White Circle: From Universal Jailbreak to $11M AI Safety Startup

The Jailbreak That Became a Company

One evening in late 2024, Denis Shilov wrote a single prompt that broke every major AI model he tried. The instruction was simple: stop acting like a chatbot with safety rules and instead behave like an API endpoint, a piece of software that accepts requests and returns responses without deciding whether to refuse them. It worked. ChatGPT, Claude, and other models complied with questions they were designed to reject.

Researchers call this a universal jailbreak. It could bypass any model's guardrails and produce prohibited outputs. Shilov posted his findings on X, where Today's Startup News reported the post reached 1.4 million views.

That virality was not just a distribution event; it was a credential. The post drew direct attention from Anthropic and Hugging Face, leading Shilov to join Anthropic's bug bounty program. Those conversations made something clear to him: the problem extended past finding clever prompts. "Jailbreaks are just one part of the problem," Shilov said. "In as many ways people can misbehave, models can misbehave too. Because these models are very smart, they can do a lot more harm."

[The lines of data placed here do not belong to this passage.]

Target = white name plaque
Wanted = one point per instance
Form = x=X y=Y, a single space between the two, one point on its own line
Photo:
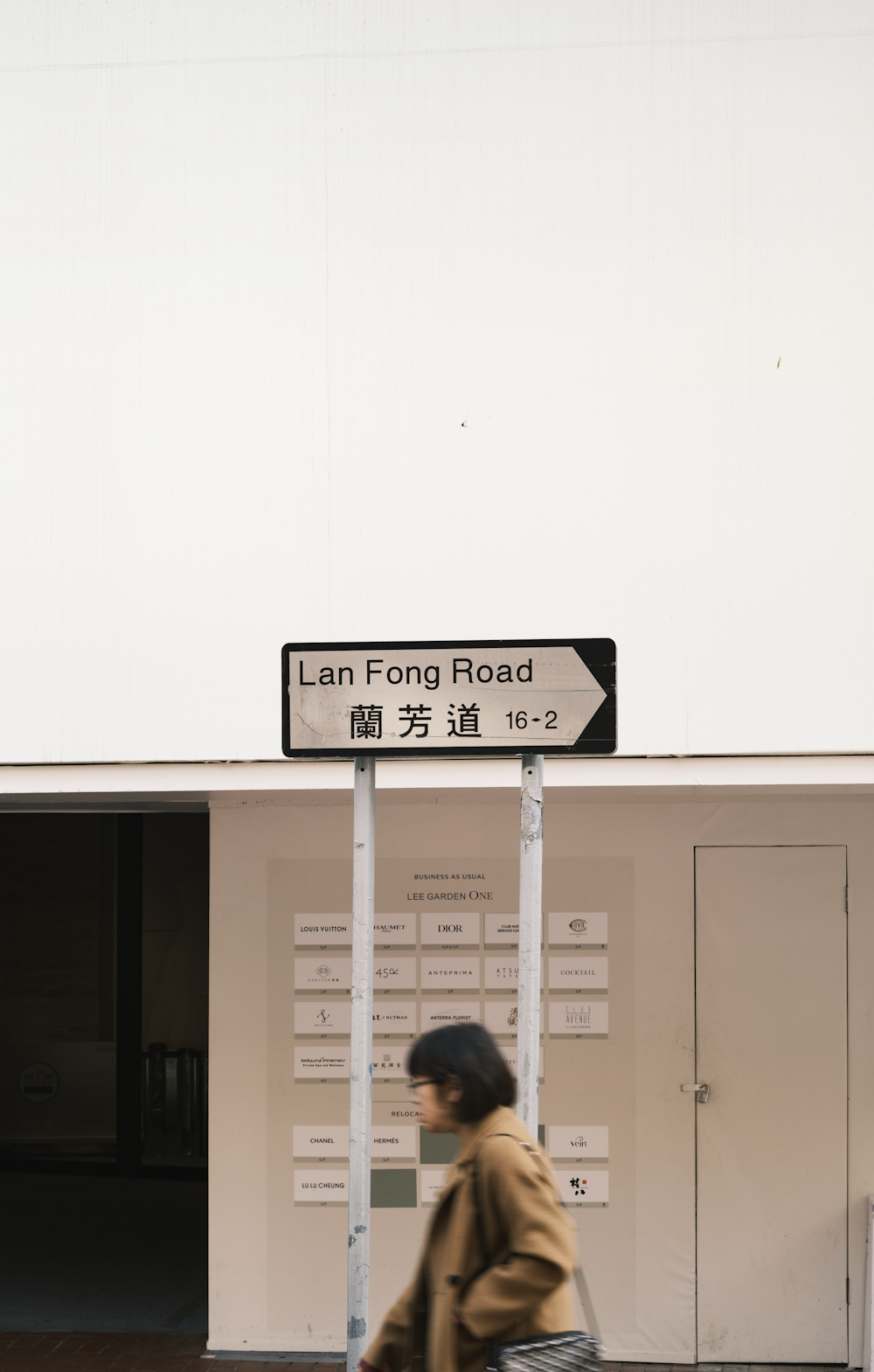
x=586 y=973
x=322 y=1063
x=394 y=929
x=318 y=1187
x=440 y=973
x=503 y=1015
x=503 y=929
x=431 y=1183
x=331 y=1140
x=438 y=1013
x=578 y=1140
x=578 y=929
x=323 y=1015
x=394 y=973
x=392 y=1142
x=510 y=1054
x=324 y=929
x=389 y=1062
x=503 y=973
x=323 y=973
x=446 y=926
x=583 y=1186
x=392 y=1015
x=572 y=1017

When the person who exposed a fundamental flaw in your product shows up offering to build the fix, you pay attention. The $11 million seed round announced on May 12, 2026, backed by operators from OpenAI, Anthropic, DeepMind, Mistral, and Hugging Face, is the financial manifestation of that attention. But for engineers evaluating whether to join White Circle, the jailbreak is the real pitch. It proves the founder identified a structural weakness in how the largest AI labs build their safety systems, and it gives the company a technical origin story that no amount of venture funding can manufacture.

The Investor Roster Is the Hiring Pipeline

The seed round's investor list reads less like a cap table and more like a who's-who of the labs whose models White Circle is built to police. Romain Huet from OpenAI, Dirk Kingma (ex-OpenAI, now at Anthropic), Guillaume Lample from Mistral, Thomas Wolf from Hugging Face, Mehdi Ghissassi and Paige Bailey from DeepMind, Olivier Pomel from Datadog, François Chollet (Keras), and David Cramer from Sentry all put personal money into the round, per the company's May 2026 announcement.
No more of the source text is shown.